“Subrogation.” This is the last word a plaintiff in a personal injury action wants to hear.  It refers to an insurance company’s right to stand in – or alongside – its insured’s shoes and seek recovery of money the insurance company has paid on behalf of its insured.  While subrogation may sound like an abhorrent concept to a plaintiff, it is not without its societal benefits such as protecting against fraud, windfalls and, most of all, keeping the cost of insurance reasonable.

Taking center stage in the Supreme Court this week is the matter of Robert Montanile v. Board of Trustees of the National Elevator Industry Health Benefit Plan. The Supreme Court will now determine the important question of whether a beneficiary of a benefit plan governed by ERISA (Employee Retirement Income Security Act of 1974) can defeat enforcement of the plan’s right of subrogation (its lien) by dissipating the fund. In other words, if the money from the personal injury settlement or judgment has gone before the health plan files its lawsuit, has the plan’s claim for reimbursement gone with it?

Mr Montanile was involved in an automobile accident and his medical costs were paid by the National elevator Industry Health Benefit Plan. He then sued the other driver and obtained a substantial settlement. The Plan expressly stated that:

“The Plan has the right to recover benefits advanced by the Plan to a covered person for expenses or losses caused by another party… Amounts that have been recovered by a covered person from another party are assets of the Plan by virtue of the Plan’s subrogation interest and are not distributable to any person or entity without the Plan’s written release of its subrogation interest…”

Mr Montanile failed to agree with the Plan on its interest in the settlement proceeds and the funds were released to him. The Plan subsequently sued him by which time he had spent the money. A Florida District Judge’s decision in favor of the Plan was upheld by the 11th Circuit Court of Appeals which ordered Mr. Montanile to pay back the amount paid for his medical expenses by the Plan.

The matter has now gone to the Supreme Court for a final ruling on whether the Plan can get the medical costs it paid back from the insured. The case is of great financial significance to employers with self-insured health benefit plans.  Currently, there is a 6-2 Circuit split in favor of allowing health plans to recover regardless of whether the funds received directly from the personal injury matter are still available.  However, as arguments started this week, most commentators tend to agree that the early returns favor the Montanile side.

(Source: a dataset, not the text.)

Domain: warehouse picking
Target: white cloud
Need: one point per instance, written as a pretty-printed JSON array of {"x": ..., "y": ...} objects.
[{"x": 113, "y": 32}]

A ruling against the Plan could have far reaching practical considerations.  Depending on the amount at issue, health plans may begin considering filing suit for enforcement of their equitable lien immediately after resolution of the underlying personal injury action.  At the minimum, a ruling in favor of Montanile would serve as a cautionary tale: do not allow a significant amount of time to elapse during negotiations of an equitable lien prior to bringing a lawsuit for enforcement of the lien.